Discussion in 'Suzuki Carry' started by SDK1968, Jan 10, 2020.

  1. SDK1968

    SDK1968 Member

    yep call me a dummy....

    when i finally got the pressure plate to come off the clutch disc fell out in the floor before i could see which way it faced.

    been looking for a couple hours & havent seen it listed here or on you tube.

    which direction does it go?

    snout out to the tranny?

    snout in to the flywheel?
  2. Bigmac

    Bigmac New Member

    The raised side with the springs faces the trans
  3. SDK1968

    SDK1968 Member

    thank you very much! that was a great pic that showed up in my email of the thread, but it doesnt actually show in the thread. it answered it perfectly.

    i stuck the tranny up in there & could not get that baby lined up. could get it on both pins but it wouldnt pull up in there for nothing.

    made a pilot/disc alignment bushing & reset it all. then tried 3 more times. STILL didnt get that booger to co operate.

    back when i was young we would sit the tranny on our chest & just press it up into place. now that im old? put it on a floor jack & raised it up in there.... then just didnt have neough strength to muscle it around where it would slide into the disc.

    quit for the day & gonna try again in the morning.
  4. fmartin_gila

    fmartin_gila Active Member

    Couple weeks ago I changed the clutch in my 2002 CarryVan with K6A Engine/5spd Trans. I had to do it by the pure muscle method as I only have a scissor jack for changing tires. I don't have a clutch alignment shaft so just centered the disc by very close scrutiny with the aid of a bright flashlight. Held the trans up while laying on my back and with some vigorous jiggling managed to push it all the way home by hand. If you continue to have difficulty with the alignment, you might try this, get it in as far as you can, start the bolts to keep the trans in that position and then hook up the release bearing and push the pedal enough to relieve some of the clamping pressure on the disc so It can slide a bit and allow the pilot to enter. I always have to figure out how to do these things by myself as I am 80 years old and have no help cause I'm married to a Philipino and you cannot explain anything mechanical to them(language barrier plus they do not understand most anything mechanical).

    Good Luck.

    Limestone likes this.
  5. SDK1968

    SDK1968 Member

    ^^^ that was some good input.

    i made an alignment tool out of a bolt. then after a couple more attempts my buddy came over & we rassled it around for another hour & then it finally slid in. thru the bolts to it & got it all hooked up. we went & tested it out. worked perfect!

    Fred: always value your experience & had no idea you were 80! congrats on still being able to get er done!
    Bigmac likes this.
  6. matt167

    matt167 Active Member

    The alignment tool for a Geo Metro will work, actually the Geo Metro clutch disc is the same providing you have a late 1992 or newer.
  7. fmartin_gila

    fmartin_gila Active Member

    Thought that disc looked familiar. I owned a 96 Metro at one time. Been considering if I might be able to use that 1000cc engine as a replacement although the 660cc does well here considering the speeds & traffic in the Philippines.

  8. matt167

    matt167 Active Member

    Not sure the bellhousing patterns are the same
  9. SDK1968

    SDK1968 Member

    one thing i did notice was that the old clutch had 4 big springs in it...

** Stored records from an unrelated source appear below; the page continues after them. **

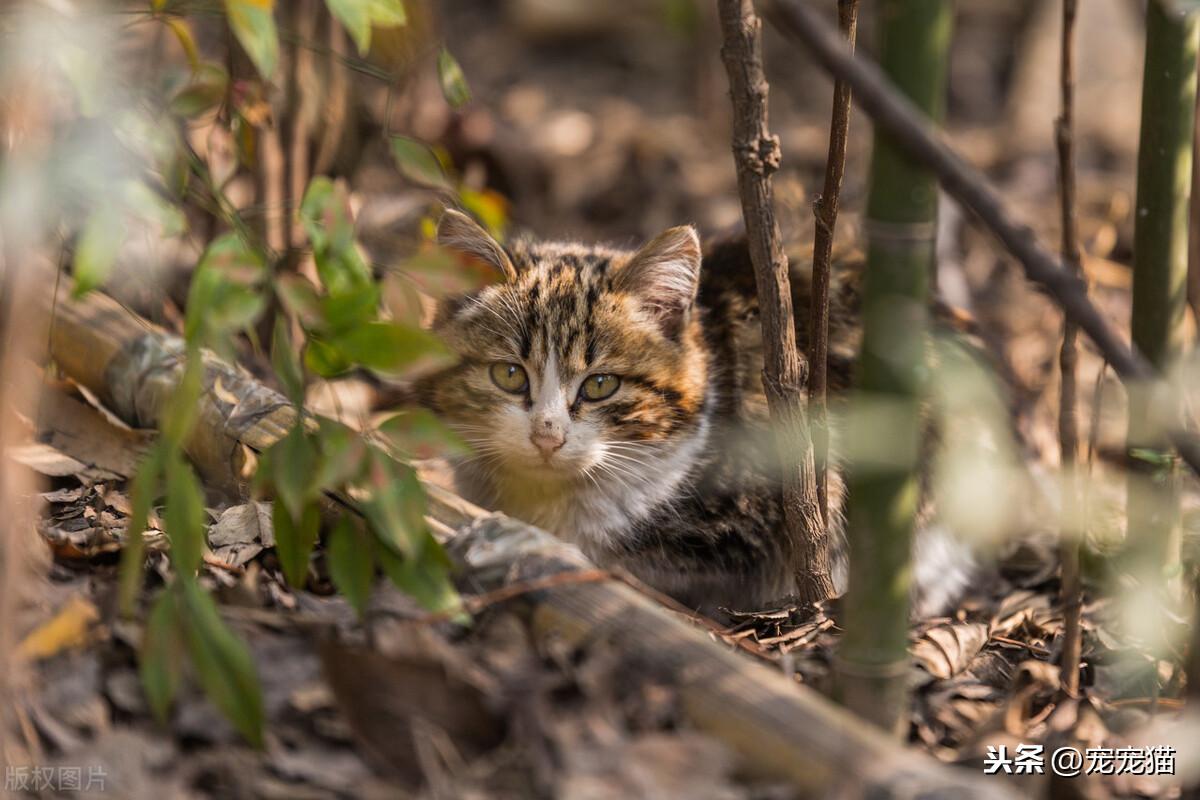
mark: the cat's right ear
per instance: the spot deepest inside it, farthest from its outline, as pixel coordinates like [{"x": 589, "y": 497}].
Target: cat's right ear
[{"x": 460, "y": 233}]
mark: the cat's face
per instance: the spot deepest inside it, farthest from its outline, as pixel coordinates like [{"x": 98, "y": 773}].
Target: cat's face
[{"x": 580, "y": 362}]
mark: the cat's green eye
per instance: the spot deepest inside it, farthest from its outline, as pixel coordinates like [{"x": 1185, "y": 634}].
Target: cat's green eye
[
  {"x": 509, "y": 377},
  {"x": 597, "y": 388}
]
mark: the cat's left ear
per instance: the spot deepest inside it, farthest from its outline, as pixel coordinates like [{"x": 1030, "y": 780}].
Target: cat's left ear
[
  {"x": 665, "y": 276},
  {"x": 460, "y": 233}
]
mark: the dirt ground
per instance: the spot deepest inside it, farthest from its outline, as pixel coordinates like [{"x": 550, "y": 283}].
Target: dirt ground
[{"x": 611, "y": 121}]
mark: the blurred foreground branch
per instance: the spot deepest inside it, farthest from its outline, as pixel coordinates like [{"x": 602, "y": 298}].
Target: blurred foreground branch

    the new clutch had 6 small springs....

    why the change & what diff does it make? anybody know?
  10. fmartin_gila

    fmartin_gila Active Member

    Noticed the same difference between old/new when I changed mine. I've changed out hundreds of clutchs over the last 50 or more years of wrenching and it just seems to be what each manufacturer considers their way to do it. Personally, I prefer the more numerous smaller springs for better shock absorbing on engagement for lighter vehicles and fewer but larger springs for more load capacity on trucks & larger vehicles.

  11. SDK1968

    SDK1968 Member


    thank you. had no idea that that was how it affected it. still learning new stuff all the time!